The issue of digital privacy is a predominant topic of citizen rights in today’s digital age. Information that tacitly is your property is no longer expressly protected. In fact, our personal information is used as an economic transaction tool, which has deleterious effects on us on personal and societal scales.
In instances where the merchants of our personal information are identified for their actions, they take refuge in Kafkaesque user agreements that citizens have simply clicked on for approval in order to gain access to the service; agreements that are rarely read and display lack of clear and concise intent.
The highway of digital privacy has not been protected by those entrusted with the responsibility of ensuring your information stays with you and no one else: your internet service provider. Your internet service provider can gather an extraordinary amount of private information about you; not just your browsing history, but also the videos you view, your messages, your phone calls and the games you play. All of these traverse the internet now.
Your internet service provider also knows your physical location via a technique called “geolocation.” An illustration of the problems this raises is the recent move by a Massachusetts advertising company to track the location of women and then send them targeted anti-abortion ads when the women were near abortion clinics. The same tactics could be used to track who visited a particular store, gun show, house of worship, political rally, or other site or event.
Because there is no law that prohibits your internet service provider from selling this data without your permission, it is highly likely that your private data are already available to criminals and governments. Additionally, U.S. businesses have repeatedly shown themselves to be unable to guard customer data. The issues are complex and require a comprehensive approach.
At GWI, we are part of the internet service provider industry — and open, transparent competition should be our protection against bad behavior such as privacy breaches. Unfortunately, there is little competition among internet service providers because of entrenched interests and because most people effectively have only one choice. Therefore, the potential violation of privacy allowed by our current regulatory regime is so great that something must be done. If for every citizen massive amounts of private data are available, then the rest of our constitutional protections become meaningless.
We sell internet access, and we know that if people can’t trust the internet, then the value of the internet is significantly lessened, as it will be used less for sensitive applications.
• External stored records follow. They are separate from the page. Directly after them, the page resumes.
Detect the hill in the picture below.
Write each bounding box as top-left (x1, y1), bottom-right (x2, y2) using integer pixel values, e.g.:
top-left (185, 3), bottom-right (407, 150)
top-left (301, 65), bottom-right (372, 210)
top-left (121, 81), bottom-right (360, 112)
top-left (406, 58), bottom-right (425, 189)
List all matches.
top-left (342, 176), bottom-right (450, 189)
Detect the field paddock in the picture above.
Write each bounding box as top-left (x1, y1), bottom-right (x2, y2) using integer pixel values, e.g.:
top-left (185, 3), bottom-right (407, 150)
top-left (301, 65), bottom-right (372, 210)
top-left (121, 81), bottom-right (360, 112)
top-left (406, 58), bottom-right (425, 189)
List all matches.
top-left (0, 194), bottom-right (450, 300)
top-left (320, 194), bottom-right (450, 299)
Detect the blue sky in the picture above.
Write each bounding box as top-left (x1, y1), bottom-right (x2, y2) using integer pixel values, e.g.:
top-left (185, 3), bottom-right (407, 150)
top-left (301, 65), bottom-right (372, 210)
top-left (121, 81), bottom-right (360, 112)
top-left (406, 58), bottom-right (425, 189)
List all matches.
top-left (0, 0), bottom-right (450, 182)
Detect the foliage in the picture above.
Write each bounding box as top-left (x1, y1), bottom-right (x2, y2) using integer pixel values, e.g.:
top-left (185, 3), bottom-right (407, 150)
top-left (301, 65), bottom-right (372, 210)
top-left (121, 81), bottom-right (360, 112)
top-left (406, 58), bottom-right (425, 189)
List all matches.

Even if government regulation blocks us from making money selling customer data (something we never ever do), we still benefit because a trusted internet is more valuable to all our customers.
The big internet service providers tell us that we can trust them to regulate themselves, but a search on “Verizon super cookie FCC fine,” “Comcast network neutrality violation” and “ISP deep packet inspection” shows otherwise. Public companies are optimized to maximize shareholder value and public company employees are rewarded for doing so.
To that end, we are enthusiastic supporters of LD 946, An Act to Protect the Privacy of Online Customer Information, which would protect online privacy by requiring the internet service provider to obtain consent before selling or sharing customer data. With similar intent to the bill in Utah, which has established itself as one of the leaders in the nation in implementing a pro-consumer stance when it comes to data privacy, this bill here in Maine would start a process wherein the value that is put on broadband networks (based on our community principles of transparency, access and security) is commensurate with a respect for one’s own life, one’s own data.
Together, let us all do our part in ensuring such for ourselves and the next generation.
Fletcher Kittredge and Kerem Durdag are the CEO and COO respectively of GWI, an internet service provider based in Biddeford.